Windows Update Settings in windows 10 was created to make keeping Windows up to date with the newest patches, service packs, and other updates as simple as possible. The ease with which Windows Update downloads and applies updates is determined by how Windows Update is setup.
You told Windows Update how you wanted it to function when you first turned on your new computer or finished installing the Windows operating system—a little more automatic or a little more manual.
You may simply tweak how Windows receives and installs updates if your original decision isn’t working properly, or if you need to change how it works to avoid repeating an auto-update issue, such as what happens on some Patch Tuesdays.
Depending on your Windows version, this could entail downloading but not installing updates, informing but not downloading updates, or even fully blocking Windows Update.
Changes to how Windows updates are obtained and installed should take no more than a few minutes.
Microsoft streamlined the options available to you about the Windows Update process in Windows 10, but it also eliminated some of the finer control you would have had in previous versions.
Step 1, Choose ‘Start’, then select the ‘Settings’ icon.
Step 2, Select ‘Update & Security’ from the drop-down menu.
Step 3, If it isn’t already chosen, select ‘Windows Update’ from the left-hand menu.
Step 4, Select the ‘Advanced’ tab. The options on this page affect how Windows 10 downloads and installs updates from Microsoft for the operating system and maybe additional software.
Step 5, When ‘Updating Windows’, we strongly advise you to select Receive updates for other Microsoft products, enable Download updates over metered connections (additional costs may apply), and disable any deferred/pause update choices (if you see them).
Step 6, When you make changes to Windows Update settings in Windows 10, they are automatically saved. You can close the Advanced choices window once you’ve finished selecting or deselecting items.
More information on all of the “advanced” Windows Update settings available in Windows 10 can be found here:
Notifications of updates: Select this option to have all security and non-security updates downloaded automatically. When Windows has to restart to apply them, you’ll be notified so you may prepare by saving work, etc.
In Windows 10, there is no official option to prevent automatic updates, nor is there a simple way to disable Windows Update entirely.

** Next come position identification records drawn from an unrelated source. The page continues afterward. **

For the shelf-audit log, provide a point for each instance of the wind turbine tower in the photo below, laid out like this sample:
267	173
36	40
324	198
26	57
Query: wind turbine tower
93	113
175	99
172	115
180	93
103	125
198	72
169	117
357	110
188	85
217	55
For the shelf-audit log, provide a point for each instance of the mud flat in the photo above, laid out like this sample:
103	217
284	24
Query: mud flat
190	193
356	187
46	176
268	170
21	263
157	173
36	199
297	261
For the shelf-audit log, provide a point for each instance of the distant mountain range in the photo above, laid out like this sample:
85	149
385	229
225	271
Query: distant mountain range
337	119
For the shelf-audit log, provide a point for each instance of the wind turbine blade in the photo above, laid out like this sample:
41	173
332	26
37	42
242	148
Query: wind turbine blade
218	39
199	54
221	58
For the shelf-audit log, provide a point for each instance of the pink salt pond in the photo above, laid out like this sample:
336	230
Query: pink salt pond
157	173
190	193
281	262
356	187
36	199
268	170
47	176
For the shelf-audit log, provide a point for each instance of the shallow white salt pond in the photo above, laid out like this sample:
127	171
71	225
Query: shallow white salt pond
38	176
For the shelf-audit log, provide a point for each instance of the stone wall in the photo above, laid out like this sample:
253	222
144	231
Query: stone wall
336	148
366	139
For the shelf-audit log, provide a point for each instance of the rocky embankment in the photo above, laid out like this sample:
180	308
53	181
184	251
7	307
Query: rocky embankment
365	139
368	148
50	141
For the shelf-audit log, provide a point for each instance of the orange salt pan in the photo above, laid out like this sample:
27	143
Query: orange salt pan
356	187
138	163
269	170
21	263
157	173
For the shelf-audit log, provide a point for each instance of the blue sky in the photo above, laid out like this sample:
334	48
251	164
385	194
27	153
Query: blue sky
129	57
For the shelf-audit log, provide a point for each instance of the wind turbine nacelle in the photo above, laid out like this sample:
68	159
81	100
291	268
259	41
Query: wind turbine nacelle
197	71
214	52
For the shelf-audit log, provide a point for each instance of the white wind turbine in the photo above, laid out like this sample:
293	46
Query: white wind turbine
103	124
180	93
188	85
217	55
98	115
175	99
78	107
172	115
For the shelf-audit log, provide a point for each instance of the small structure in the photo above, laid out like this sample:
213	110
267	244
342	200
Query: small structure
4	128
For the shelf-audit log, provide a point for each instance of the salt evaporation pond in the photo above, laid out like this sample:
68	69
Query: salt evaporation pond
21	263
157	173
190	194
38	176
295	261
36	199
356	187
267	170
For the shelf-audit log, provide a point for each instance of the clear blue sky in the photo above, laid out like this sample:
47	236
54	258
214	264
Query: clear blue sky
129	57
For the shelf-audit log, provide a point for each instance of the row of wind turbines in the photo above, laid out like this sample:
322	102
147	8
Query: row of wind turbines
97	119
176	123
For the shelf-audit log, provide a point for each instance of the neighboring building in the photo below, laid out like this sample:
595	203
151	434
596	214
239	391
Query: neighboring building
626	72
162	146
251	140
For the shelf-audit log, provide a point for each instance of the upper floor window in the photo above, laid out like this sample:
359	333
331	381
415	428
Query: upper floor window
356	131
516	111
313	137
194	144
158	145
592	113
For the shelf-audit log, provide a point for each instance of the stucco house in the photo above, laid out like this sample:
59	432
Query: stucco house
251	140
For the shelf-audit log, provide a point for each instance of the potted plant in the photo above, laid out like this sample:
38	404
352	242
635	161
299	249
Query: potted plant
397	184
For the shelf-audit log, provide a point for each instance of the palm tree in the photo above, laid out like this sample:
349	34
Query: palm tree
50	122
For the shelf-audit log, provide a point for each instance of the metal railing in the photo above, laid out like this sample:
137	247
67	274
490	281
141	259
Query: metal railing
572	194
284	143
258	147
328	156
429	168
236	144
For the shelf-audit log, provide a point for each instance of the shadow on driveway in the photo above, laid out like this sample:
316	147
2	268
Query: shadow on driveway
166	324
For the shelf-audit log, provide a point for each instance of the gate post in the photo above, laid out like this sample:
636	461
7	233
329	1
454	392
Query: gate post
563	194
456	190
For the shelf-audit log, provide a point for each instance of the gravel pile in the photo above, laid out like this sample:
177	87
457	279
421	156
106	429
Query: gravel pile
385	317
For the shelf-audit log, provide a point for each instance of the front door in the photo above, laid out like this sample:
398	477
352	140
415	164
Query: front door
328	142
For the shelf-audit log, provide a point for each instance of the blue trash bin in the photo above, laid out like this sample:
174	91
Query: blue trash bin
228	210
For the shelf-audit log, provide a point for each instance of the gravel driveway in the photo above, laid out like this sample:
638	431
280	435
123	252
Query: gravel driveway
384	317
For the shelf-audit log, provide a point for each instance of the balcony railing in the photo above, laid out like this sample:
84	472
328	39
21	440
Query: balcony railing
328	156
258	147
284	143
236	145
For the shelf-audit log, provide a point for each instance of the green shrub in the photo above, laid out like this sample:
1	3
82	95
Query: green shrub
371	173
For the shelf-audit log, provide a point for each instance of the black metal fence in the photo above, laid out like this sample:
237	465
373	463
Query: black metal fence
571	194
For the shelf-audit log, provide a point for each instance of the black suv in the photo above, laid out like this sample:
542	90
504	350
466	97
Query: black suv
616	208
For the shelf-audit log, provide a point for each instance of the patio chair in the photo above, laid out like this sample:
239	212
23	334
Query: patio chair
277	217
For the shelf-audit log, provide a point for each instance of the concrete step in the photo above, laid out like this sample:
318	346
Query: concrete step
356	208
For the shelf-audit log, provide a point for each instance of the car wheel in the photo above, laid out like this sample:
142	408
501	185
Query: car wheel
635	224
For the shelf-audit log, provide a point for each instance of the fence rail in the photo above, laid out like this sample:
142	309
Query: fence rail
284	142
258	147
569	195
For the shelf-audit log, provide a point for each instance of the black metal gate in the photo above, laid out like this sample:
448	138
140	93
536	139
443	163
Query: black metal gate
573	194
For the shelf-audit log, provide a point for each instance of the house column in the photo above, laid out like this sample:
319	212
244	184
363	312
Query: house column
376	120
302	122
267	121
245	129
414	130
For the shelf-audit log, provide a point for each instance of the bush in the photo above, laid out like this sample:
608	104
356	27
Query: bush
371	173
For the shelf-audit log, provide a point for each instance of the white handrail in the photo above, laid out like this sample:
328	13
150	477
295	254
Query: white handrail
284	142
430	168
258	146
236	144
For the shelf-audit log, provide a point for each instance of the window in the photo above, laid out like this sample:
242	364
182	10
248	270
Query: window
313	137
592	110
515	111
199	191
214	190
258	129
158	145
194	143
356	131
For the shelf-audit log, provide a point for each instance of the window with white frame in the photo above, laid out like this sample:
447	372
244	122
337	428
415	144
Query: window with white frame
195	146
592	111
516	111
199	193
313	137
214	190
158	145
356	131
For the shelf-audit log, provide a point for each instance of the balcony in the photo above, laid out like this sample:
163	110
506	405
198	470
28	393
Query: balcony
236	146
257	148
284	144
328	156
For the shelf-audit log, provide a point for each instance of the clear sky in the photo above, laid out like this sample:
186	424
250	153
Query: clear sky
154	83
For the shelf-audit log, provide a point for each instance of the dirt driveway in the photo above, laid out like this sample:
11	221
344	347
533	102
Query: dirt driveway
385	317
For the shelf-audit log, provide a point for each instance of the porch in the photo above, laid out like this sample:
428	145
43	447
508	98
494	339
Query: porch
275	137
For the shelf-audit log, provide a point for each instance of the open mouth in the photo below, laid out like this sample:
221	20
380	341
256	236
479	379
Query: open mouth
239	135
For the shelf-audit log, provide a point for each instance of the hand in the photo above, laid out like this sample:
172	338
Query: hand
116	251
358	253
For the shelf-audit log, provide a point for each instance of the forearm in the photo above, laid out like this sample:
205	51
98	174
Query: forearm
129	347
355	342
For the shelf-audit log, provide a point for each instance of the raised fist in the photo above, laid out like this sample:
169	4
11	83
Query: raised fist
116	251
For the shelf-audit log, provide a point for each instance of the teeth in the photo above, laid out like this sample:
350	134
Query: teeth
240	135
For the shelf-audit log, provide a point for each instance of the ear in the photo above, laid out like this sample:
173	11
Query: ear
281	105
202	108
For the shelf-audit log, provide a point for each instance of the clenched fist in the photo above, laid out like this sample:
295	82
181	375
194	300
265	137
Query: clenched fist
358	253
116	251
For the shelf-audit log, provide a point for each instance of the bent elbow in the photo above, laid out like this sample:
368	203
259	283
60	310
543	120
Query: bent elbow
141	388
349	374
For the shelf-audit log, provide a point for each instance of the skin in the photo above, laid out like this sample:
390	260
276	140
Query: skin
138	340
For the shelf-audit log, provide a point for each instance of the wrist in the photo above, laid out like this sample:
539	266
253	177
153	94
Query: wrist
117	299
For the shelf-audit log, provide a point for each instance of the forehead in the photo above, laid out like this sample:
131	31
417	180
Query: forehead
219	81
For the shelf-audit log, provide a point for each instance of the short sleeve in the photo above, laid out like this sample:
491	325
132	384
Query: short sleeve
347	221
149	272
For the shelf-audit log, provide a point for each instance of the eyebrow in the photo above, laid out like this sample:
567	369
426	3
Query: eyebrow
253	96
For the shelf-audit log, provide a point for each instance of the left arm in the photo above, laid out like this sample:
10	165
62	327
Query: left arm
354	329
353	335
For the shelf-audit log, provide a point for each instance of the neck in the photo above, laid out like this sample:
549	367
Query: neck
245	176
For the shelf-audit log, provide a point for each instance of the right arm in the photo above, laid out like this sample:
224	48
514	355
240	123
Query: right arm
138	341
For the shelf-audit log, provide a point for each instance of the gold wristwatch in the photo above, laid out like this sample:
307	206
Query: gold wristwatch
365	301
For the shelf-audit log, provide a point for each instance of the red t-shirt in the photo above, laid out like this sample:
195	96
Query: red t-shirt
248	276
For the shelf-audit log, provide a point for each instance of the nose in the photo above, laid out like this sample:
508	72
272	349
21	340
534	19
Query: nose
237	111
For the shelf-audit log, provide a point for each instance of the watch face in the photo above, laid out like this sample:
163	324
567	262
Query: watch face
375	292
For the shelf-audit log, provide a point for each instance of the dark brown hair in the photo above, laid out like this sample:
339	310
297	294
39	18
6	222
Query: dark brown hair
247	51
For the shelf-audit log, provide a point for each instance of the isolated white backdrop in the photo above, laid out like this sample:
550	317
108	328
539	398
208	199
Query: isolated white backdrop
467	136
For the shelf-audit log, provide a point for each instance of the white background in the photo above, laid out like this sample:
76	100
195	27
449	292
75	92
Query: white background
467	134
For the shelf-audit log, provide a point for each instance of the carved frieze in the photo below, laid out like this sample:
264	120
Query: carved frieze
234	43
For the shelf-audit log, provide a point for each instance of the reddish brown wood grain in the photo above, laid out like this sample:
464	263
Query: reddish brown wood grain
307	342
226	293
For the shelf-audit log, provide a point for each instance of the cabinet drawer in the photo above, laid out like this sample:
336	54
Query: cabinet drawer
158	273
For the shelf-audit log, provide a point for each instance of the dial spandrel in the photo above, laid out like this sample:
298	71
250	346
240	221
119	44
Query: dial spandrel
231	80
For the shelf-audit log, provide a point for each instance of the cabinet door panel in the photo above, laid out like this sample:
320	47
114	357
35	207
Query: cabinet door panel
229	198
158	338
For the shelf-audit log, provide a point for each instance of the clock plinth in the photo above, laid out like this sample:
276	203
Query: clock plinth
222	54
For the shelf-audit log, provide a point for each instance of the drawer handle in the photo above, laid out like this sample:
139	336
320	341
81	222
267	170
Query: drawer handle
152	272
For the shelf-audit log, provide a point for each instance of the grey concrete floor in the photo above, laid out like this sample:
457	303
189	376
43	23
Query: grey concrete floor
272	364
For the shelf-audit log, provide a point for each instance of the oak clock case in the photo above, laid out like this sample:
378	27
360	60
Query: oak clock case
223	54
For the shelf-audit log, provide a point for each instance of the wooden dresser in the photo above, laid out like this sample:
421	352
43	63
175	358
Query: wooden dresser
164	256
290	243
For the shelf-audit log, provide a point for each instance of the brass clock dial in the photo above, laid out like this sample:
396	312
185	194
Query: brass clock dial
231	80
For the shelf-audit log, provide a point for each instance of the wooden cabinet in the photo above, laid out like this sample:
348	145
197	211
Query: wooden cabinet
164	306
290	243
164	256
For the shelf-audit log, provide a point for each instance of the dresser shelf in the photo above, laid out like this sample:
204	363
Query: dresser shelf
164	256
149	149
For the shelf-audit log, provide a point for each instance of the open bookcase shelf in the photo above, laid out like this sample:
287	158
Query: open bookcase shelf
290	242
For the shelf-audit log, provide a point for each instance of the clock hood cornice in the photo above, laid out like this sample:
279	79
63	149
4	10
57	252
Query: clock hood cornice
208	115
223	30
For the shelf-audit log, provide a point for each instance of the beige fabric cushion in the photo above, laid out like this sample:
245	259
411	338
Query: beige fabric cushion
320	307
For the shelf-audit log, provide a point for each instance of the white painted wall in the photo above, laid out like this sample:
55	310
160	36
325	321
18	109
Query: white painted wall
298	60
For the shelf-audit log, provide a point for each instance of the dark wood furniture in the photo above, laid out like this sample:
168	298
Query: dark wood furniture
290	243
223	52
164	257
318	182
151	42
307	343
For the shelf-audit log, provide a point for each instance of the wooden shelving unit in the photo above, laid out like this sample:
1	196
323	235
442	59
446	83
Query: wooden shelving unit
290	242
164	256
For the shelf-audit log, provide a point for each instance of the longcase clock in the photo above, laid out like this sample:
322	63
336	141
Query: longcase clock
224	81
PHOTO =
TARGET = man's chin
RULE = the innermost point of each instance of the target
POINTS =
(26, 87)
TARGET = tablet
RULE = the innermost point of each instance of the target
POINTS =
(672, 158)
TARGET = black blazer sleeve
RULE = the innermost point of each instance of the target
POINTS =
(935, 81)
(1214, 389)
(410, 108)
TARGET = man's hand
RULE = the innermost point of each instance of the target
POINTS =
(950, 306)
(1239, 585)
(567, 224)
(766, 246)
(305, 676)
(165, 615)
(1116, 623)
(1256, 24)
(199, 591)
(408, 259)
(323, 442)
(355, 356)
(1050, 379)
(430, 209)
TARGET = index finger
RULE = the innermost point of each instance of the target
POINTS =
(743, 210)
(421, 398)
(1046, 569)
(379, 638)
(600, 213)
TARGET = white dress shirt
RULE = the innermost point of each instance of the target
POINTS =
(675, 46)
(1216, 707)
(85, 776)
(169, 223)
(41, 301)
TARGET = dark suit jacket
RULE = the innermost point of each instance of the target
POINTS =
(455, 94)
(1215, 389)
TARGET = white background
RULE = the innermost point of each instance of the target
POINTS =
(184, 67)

Some of the other choices on the Advanced settings screen
When you upgrade Windows, you’ll get updates for the following Microsoft products: This is a rather self-explanatory statement. We recommend that you choose this option so that any other Microsoft programs you have installed, such as Microsoft Office, can receive automatic updates as well. (Windows Store app updates are handled in the Store.) Toggle the ability to update apps automatically on or off in the Store’s Settings.)
Selecting one of these options will prevent Windows from automatically upgrading your machine for up to 35 days. After that time limit has passed, Windows Update will be required to install the most recent updates before you may halt them once more.
Windows 10 has two deferred update choices, allowing you to postpone feature and/or quality updates. This allows you to delay the installation of these updates for several days or months. In Windows 10 Home, deferring upgrades isn’t possible.
Another option is available on the main Windows Update screen
Change the active hours: If Windows is forcing you to restart for updates while you’re using your computer, you can change this setting to tell Windows when you’re using it so that updates don’t force you to restart. If you select the automatic option, Windows will determine the active hours depending on your activity.
You may also see the alternatives listed below, depending on the version of Windows 10 you’re using.
Select the branch readiness level
Windows Update allows you to schedule when updates are installed. You can choose between Semi-Annual Channel (Targeted), which implies the update is ready for the vast majority of people, and Semi-Annual Channel, which refers to changes that are ready for general deployment in companies.
Choose how you want your updates to be delivered
If you notice these options, they allow you to enable or disable the downloading and uploading of Windows Update-related files across your local network or the entire internet. Participating in the Updates from Multiple Sources program in Windows 10 speeds up the Windows Update process.
If you notice it, you can sign up for insider builds to obtain early access to significant Windows 10 updates. When you enable it, you’ll see Fast and Slow options, which indicate how fast you’ll get these Windows 10 test versions after they’re released.